まちづくりにSF作家が必要になる時代〜雑誌「mezzanine」感想

 都市とか建築とかコミュニティとかまちづくりを、こういう視線で取り上げるっていうポジションを取る雑誌って、意外とないよなあと思いながら読んだのが、こちらの雑誌で。

 この中で、これからの都市づくりの手段の一つとして紹介されているNTTのデジタルツインコンピューティングっていうのがあって。

 デジタルツインとは、例えば、機械部品のようなモノの形状、状態、製造工程等を計算機内で正確に表現したデジタル情報です[3]。また、ヒトに関しても、医療分野におけるMRIやCTスキャン等から得られるデジタル情報の活用は、既存のデジタルツインの一形態と考えられます。これに対して、私たちが目指す「デジタルツインコンピューティング(Digital Twin Computing、以下DTC)」とは、このデジタルツインを大きく発展させ、実世界を表す多くのデジタルツインに対して交換・融合・複製・合成等の演算(デジタルツイン演算)を行うことにより、モノ・ヒトのインタラクションをサイバー空間上で自由自在に再現・試行可能とする新たな計算パラダイムです。
 これまで提唱されてきたデジタルツインは、主にデジタル表現された物理的なモノの制御や観測に用いられています。一方、DTCでは、デジタル化される対象をモノだけではなくヒトにも拡張し、さらにデジタルツイン演算により、サイバー空間上でモノやヒト同士の高度かつリアルタイムなインタラクションが可能となることが大きな特長です。
(略)この特長をもつDTCを用いることにより、次のような様々な社会課題の解決や革新的サービスの創出が可能となると考えます。
■地球・宇宙規模のシミュレーション
 地球規模で自然条件(気候、埋蔵資源等)や社会変動(人口・GDP変動等)を再現する大規模なデジタルツイン群を用いてサイバー空間上に仮想社会を構築し、高精度な予測モデルを用いた近未来推定やシミュレーションが行われ、地球規模の資源収支予測に基づいたSDGs政策等に活用されます。
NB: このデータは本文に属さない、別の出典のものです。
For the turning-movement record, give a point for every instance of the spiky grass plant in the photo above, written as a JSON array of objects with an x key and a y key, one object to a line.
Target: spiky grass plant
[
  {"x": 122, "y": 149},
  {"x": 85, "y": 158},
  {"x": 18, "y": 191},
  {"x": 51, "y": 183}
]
また、東京やサンフランシスコなど、実世界における都市のデジタルツインを宇宙空間のデジタルツインと合成し、大気、水、食糧、エネルギー等の収支シミュレーションが宇宙開発に利用されます。
■都市の課題発見・解決
 都市と住民のデジタルツインを通じて、住民たちの経験や文化・価値観、意識・無意識な希望・不満等を匿名化して集約して、生活者でないと気が付きにくい「危険な交差点」などの都市の潜在的な課題を発見し、さらに集団最適化した解決策を見出します。また、他の都市との相互作用シミュレーションから、類似性あるいは相互補完的で意外な組み合わせとなる「姉妹都市」を創出し、豊かな都市構築のための協力関係が多く作られます。
■疾病拡散予測・抑制
 感染症の発生に際し、ヒトのデジタルツインから得られる市民の行動パターンや人間関係マップと、地理・交通情報等を組み合わせた仮想社会を構築し、高精度な感染症の拡散予測を行います。さらに予測結果を元に、交通流/人流のコントロール、学級閉鎖・遠隔学習の早期実施判断、最適な病院の自動検索・予約等を行うことで、リアルタイムかつアクティブな感染拡散の予防・抑制が行われます。
■個人の多面的意思決定
 自らの業務スキルをデジタルツインに記録させ、日程調整、会議室予約等の日常業務を自らのデジタルツインに行わせます。また、自らのデジタルツインを複製し、過去の自分や、様々な立場、前提知識等を変化させ、実世界の自分とデジタルツインと対話し、様々な問題の解決を試みます。さらに、様々な自らのデジタルツイン同士がサイバー空間上で超高速に議論しあい、解決策や自分では気づくことができない観点を短時間で見つけ出します。

 これって、つまり飛浩隆の「廃園の天使」シリーズのシステムだと思いまして。まじかよ、未来きてんなと。

 グラン・ヴァカンスが出たのが2002年のころなので、このころはSFだったものが、政策の一つになってくる。SFに現在が追いついていく感じを見ている気がして、なんだか不思議な気持ちがしまして。